Howard Marks (co-fondatore e co-presidente di Oaktree Capital Management) ha dichiarato che il mercato azionario “tirerà un sospiro di sollievo” se il presidente Trump verrà rieletto. Sul Wall Street Journal, invece, si può leggere “Preparatevi per il boom delle azioni Biden”. Sulla stessa onda, il New York Times scrive: “Perché una presidenza Biden potrebbe essere rialzista per le azioni” (non una grande sorpresa).

La classifica della performance nominale del Dow Jones Industrial Average durante i primi tre anni in carica per ciascuno degli ultimi 10 Presidenti (esclusi John Kennedy e Gerald Ford, che sono durati meno di 36 mesi) è stata:

1) Bill Clinton (D)
2) Dwight Eisenhower (R)
3) Barack Obama (D)
4) Donald Trump (R)
5) George H.W. Bush (R)
6) Ronald Reagan (R)
7) Lyndon Johnson (D)
8) George W. Bush (R)
9) Richard Nixon (R)
10) Jimmy Carter (D)

Ciò che davvero ha pesato su questa graduatoria non è l’appartenenza a un partito, ma piuttosto il tempismo del presidente.
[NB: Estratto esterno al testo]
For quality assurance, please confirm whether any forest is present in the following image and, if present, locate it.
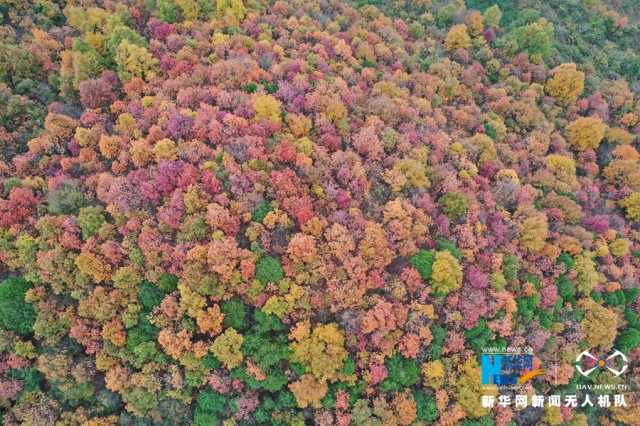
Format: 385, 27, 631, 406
0, 0, 640, 426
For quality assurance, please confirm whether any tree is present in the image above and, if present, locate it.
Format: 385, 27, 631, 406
116, 39, 158, 83
620, 192, 640, 222
431, 250, 462, 294
380, 354, 420, 392
211, 328, 244, 370
546, 63, 584, 105
290, 322, 347, 380
566, 116, 607, 151
78, 206, 105, 240
47, 182, 86, 214
520, 213, 549, 253
438, 192, 469, 220
253, 94, 280, 123
0, 277, 36, 336
289, 374, 328, 408
444, 24, 471, 50
410, 250, 435, 282
256, 256, 284, 284
578, 299, 618, 350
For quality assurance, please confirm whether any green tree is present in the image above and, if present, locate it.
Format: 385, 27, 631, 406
256, 256, 284, 284
0, 277, 36, 336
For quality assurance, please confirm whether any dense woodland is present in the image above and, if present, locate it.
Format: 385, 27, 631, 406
0, 0, 640, 426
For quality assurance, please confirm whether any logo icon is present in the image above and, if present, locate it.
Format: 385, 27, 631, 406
480, 354, 544, 386
576, 349, 629, 377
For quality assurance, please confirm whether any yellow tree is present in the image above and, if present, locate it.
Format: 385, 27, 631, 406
567, 117, 607, 151
546, 63, 584, 105
289, 322, 347, 380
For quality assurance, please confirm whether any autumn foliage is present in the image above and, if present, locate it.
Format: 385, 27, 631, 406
0, 0, 640, 426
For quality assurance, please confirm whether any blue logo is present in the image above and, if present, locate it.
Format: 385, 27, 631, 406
480, 354, 544, 386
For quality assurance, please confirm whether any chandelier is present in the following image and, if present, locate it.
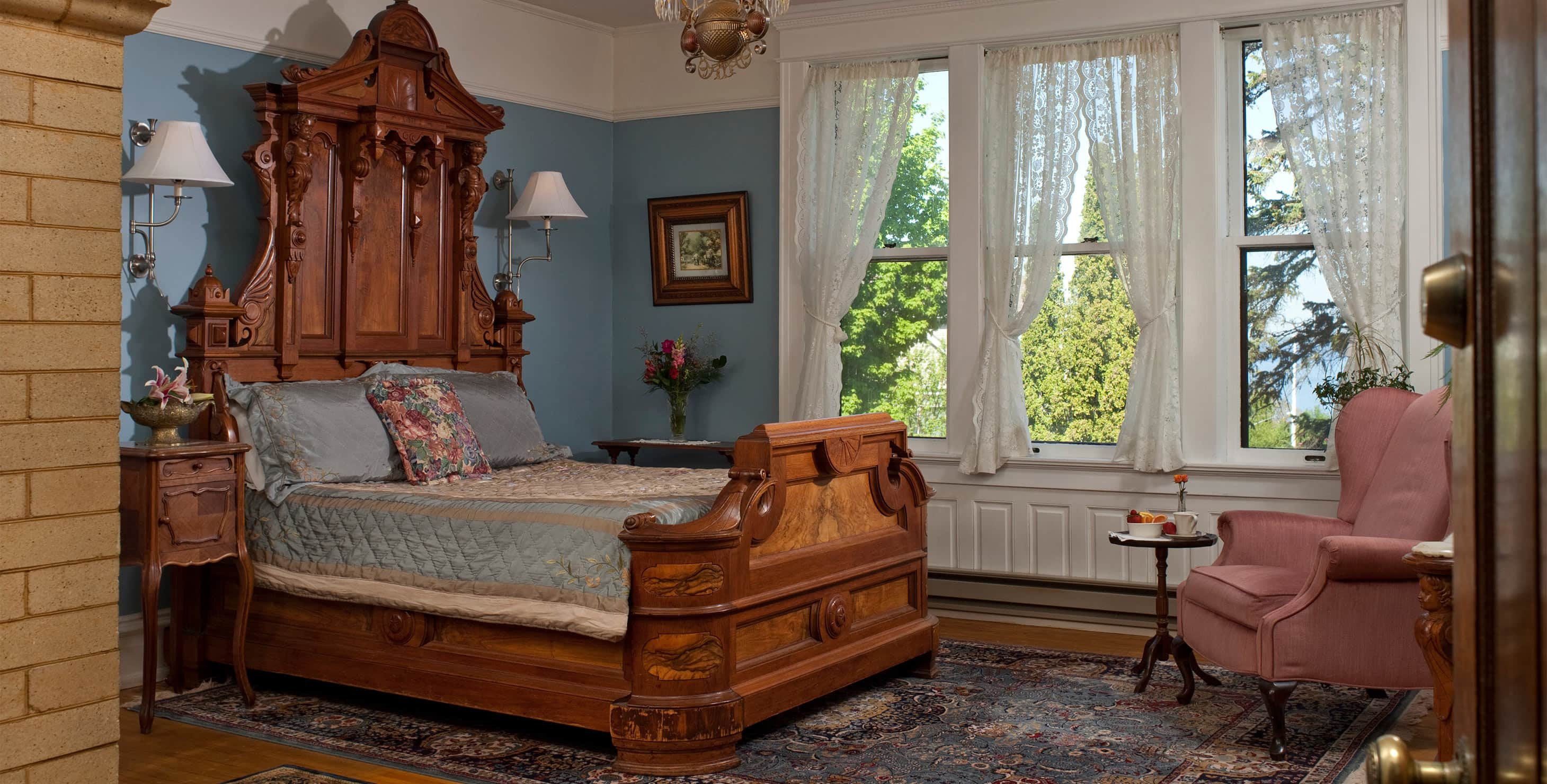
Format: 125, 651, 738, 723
656, 0, 789, 79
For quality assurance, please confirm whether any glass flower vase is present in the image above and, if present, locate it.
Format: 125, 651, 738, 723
667, 391, 687, 441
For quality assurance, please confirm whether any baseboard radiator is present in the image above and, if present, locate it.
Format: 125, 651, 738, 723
930, 569, 1176, 628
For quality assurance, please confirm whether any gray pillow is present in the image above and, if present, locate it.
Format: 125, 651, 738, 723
362, 362, 571, 468
226, 377, 405, 503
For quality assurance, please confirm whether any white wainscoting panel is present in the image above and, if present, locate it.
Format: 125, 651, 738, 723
919, 456, 1338, 586
925, 498, 956, 569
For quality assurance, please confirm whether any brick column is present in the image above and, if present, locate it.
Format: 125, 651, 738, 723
0, 0, 170, 784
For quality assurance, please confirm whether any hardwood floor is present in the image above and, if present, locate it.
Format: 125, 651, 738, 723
119, 619, 1434, 784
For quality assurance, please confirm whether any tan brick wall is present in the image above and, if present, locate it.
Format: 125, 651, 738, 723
0, 0, 167, 784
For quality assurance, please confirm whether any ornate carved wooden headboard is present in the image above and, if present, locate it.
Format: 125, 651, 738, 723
173, 0, 532, 405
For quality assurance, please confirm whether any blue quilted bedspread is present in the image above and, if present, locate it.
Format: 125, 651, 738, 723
247, 459, 725, 640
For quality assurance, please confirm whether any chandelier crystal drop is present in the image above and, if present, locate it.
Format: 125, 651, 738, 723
656, 0, 789, 79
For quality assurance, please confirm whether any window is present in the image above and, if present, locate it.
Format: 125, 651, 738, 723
1227, 31, 1347, 451
840, 60, 950, 438
1021, 122, 1139, 444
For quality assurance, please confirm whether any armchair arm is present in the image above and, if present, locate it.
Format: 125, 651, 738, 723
1214, 510, 1354, 574
1317, 537, 1419, 580
1258, 537, 1434, 688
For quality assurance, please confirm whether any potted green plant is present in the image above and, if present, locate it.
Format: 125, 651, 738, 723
1312, 325, 1416, 411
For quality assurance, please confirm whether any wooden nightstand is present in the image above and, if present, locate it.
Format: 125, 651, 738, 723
118, 441, 255, 733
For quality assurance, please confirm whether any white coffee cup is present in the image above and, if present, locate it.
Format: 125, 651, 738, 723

A parte George W. Bush, che è stato così sfortunato da cogliere sia lo scoppio della bolla dei titoli tecnologici che la crisi finanziaria del 2008, gli ultimi posti sono ricoperti da presidenti in carica durante gli anni ‘60, ‘70 e ‘80, un periodo su cui hanno pesato molto le preoccupazioni sull’inflazione globale. Al contrario, i risultati più felici sono arrivati da quei presidenti che hanno esercitato prima o dopo quel trentennio.

Lo stesso vale per le obbligazioni. Da quando il presidente Eisenhower è salito alla Casa Bianca (1953), il prezzo più alto segnato dai Treasury a 10 anni si è verificato negli ultimi otto anni, durante il secondo mandato del presidente Obama e l’attuale sessione del presidente Trump. Qualcuno sosterrebbe che questi due presidenti siano politicamente simili? O che se Hillary Clinton avesse vinto le elezioni del 2016, i prezzi delle obbligazioni ora sarebbero diversi?

La verità è che i prezzi dei bond sarebbero ai livelli attuali anche se una pianta da giardino avesse vinto la presidenza nel 2012 e poi fosse stata rieletta in maniera schiacciante nel 2016.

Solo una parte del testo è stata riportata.